In March, when the pandemic lockdowns were just beginning, San Diego County Sheriff William Gore threatened to close access roads to the ten tribal casinos unless they agreed to close.
This fact, which had been hinted at by some tribal leaders for several months, became known last week when a lawsuit was filed August 6 by the Jamul Indian Village Development Corp., which operates Jamul Casino. The tribe is suing its insurance provider, Lexington Insurance Co., for not paying benefits related to the casino closing.
The lawsuit relates how around March 12, two Jamul Casino employees and a patron were found to have contracted Covid and that another employee had been exposed.
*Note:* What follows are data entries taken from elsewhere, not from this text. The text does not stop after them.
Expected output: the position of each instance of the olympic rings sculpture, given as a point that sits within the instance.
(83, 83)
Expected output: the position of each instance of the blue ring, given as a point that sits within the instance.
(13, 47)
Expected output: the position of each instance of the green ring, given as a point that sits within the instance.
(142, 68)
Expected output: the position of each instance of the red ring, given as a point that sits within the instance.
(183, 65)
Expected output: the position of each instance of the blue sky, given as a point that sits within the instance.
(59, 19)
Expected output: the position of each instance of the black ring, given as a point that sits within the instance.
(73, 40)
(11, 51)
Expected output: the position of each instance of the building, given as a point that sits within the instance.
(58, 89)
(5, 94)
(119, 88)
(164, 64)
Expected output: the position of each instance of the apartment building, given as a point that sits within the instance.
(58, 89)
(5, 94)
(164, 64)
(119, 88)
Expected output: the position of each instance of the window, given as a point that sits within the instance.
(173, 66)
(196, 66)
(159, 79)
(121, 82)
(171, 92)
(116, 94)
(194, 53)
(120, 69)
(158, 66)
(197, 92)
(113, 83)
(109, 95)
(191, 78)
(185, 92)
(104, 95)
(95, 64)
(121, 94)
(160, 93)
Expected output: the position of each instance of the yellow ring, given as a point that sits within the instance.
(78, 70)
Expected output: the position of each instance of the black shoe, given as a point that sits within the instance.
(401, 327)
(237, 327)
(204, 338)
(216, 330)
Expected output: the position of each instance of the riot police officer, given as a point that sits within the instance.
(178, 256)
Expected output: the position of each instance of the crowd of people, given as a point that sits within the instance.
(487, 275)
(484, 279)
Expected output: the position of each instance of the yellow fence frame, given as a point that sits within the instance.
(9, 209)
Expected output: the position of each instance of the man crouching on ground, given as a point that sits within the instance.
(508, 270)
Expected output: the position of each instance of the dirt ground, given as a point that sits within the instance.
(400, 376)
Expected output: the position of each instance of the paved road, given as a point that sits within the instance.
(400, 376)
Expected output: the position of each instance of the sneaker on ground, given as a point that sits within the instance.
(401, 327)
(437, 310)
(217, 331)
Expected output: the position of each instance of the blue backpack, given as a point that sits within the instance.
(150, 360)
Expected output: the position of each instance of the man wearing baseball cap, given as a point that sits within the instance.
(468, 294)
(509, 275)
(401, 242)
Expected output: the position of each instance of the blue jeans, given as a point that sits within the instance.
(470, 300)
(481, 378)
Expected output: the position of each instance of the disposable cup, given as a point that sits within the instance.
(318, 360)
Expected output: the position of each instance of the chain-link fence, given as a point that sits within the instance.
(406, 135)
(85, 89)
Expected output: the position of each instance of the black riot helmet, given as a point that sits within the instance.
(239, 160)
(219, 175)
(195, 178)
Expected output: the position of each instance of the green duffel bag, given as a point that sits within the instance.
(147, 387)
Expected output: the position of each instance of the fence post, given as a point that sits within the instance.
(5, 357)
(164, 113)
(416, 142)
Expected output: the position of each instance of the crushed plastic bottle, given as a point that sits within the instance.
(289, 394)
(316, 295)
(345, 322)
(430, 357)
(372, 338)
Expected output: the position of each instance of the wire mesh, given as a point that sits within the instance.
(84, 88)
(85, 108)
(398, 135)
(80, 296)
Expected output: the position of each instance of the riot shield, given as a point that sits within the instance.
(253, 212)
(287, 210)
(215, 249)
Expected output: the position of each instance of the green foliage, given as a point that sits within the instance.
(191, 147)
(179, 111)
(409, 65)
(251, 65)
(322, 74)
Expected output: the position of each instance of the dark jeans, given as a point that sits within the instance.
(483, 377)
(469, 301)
A week later San Diego County issued public health restrictions that banned indoor dining and gatherings of 50 or more people.
Tribes at first insisted that as sovereign nations these rules did not apply to them. Which prompted Gore to threaten to prevent the public from traveling to their properties. In one letter he wrote, threatening to “take measures to protect public safety,” which might, he said, “at a minimum, include restricting access to tribal lands by the general public.”
The Public Health Officer’s order was issued March 19 the next day all casinos in the county closed. San Diego is the home to more tribal casinos than any other county in California.
Jamul Village insists that its decision to close was not related to Gore’s letter. Erica Pinto, chairwoman of the Jamul Indian Village Development Corp., declared, “We do not fall under jurisdiction of the county. Our decision to close was strictly a joint effort to protect the people.”
Two months later casinos in San Diego reopened, this time defying the wishes of the Public Health Officer.